Une chorégraphie à tomber des nues !

La chorégraphie Pour de Daina Ashlee est déroutante. | Photo par Alejandro Jimenez et Daina Ashbee

Pour est le nom de l’œuvre audacieuse créée par Daina Ashbee, qui sera dévoilée dans le cadre de l’édition 2018 du PuSh Festival de Vancouver du 1er au 3 février. Cette chorégraphie profondément déroutante met en lumière la fragilité et la puissance du corps nu de la femme, ici incarné par la danseuse Paige Culley.

Contorsions d’un corps nu dévoilé au sein d’un décor minimaliste, changements brutaux de rythmes entre saccades et gestes lents, répétitions outrancières de mouvements comme une transe retranscrite au ralenti. L’artiste Daina Ashbee bouscule et dérange par sa dernière création en abordant, à travers la danse, l’expression de douleurs omniprésentes.

La nudité comme sujet. | Photo par Alejandro Jimenez et Daina Ashbee

Le minimalisme du décor, des sons, la permanence d’une obscurité plus importante qu’à l’accoutumée invitent à une intimité déroutante avec l’artiste sur scène. La chorégraphe féministe y voit une interprétation honnête de son travail personnel sur le thème des menstruations, ses “lunes rouges”, sujet tabou ou célébré selon la société dans laquelle on s’inscrit. Ce thème permet d’aborder, d’une façon plus générale, le ressenti profond de l’artiste face aux changements hormonaux survenant au cours de la vie de femme.

L’intention de Daina Ashbee est là : donner à voir ce qu’on n’a pas l’habitude de voir sur scène, comme l’esthétique d’un corps de femme qui retranscrit en mouvements des états intérieurs mouvementés et violents, des douleurs taboues mais pour autant bien présentes.

Des sources d’inspirations uniques, comme ses origines

Les recherches que l’artiste canadienne a conduites sur le mouvement corporel pour chorégraphier Pour l’ont amenée à réaliser un parallèle entre la chasse au phoque sur la glace, les mouvements et saignements de celui-ci, et ceux du solo qu’elle souhaitait créer.

Photo par Alejandro Jimenez et Daina Ashbee

En dehors de cette allégorie de la chasse au phoque, on revient souvent sur les origines Cree, Métis et hollandaises de Dania Ashbee. Mais en quoi ces origines ont-elles influencé son travail ? Aux dires de l’artiste, son esthétique visuelle a été certainement modelée très tôt : « dans mon enfance par les sculptures sur bois réalisées par mon père, mais aussi par mon propre travail au sein d’une compagnie de danse autochtone ».

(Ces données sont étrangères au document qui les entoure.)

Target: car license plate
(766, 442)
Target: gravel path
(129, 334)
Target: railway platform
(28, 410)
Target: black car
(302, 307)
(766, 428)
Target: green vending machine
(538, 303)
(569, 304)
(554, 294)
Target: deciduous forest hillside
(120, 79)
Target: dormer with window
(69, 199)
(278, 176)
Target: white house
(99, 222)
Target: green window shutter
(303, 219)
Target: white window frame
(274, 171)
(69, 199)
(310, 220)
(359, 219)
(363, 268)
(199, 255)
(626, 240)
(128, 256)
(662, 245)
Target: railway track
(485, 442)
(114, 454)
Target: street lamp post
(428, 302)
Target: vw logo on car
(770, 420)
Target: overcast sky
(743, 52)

Quel sens donner à cette performance artistique ?

Daina Ashbee souhaite avec cette œuvre déroutante, hypnotique et émouvante, susciter des sentiments, voire des réactions très profondes, quasi-viscérales, par l’audace d’un dépouillement le plus total et l’intensité de sa chorégraphie. Pour autant, « il n’y a pas de sens défini, l’abstraction est de mise et permet au spectateur d’y projeter son propre sens ».

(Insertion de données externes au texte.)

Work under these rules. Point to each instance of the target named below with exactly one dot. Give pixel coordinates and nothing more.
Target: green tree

Pour sera présenté du 1er au 3 février à 20h au Scotiabank Dance Centre, dans le cadre du PuSh International Performing Arts Festival.

 

Entre Vancouver et Montréal…

Née et formée à la danse à Vancouver, et aujourd’hui basée à Montréal, Daina Ashbee s’inspire des environnements multiculturels et foisonnants. Si Montréal lui a offert l’occasion de créer des œuvres dans leur intégralité, elle est fière de pouvoir participer avec Pour aux Global Dance Connections Series et au PuSh Festival avant de se produire à nouveau en Europe. La danseuse-interprète Paige Culley, quant à elle, a été nommée « talent prometteur de l’année 2017 » par le prestigieux magazine allemand TANZ.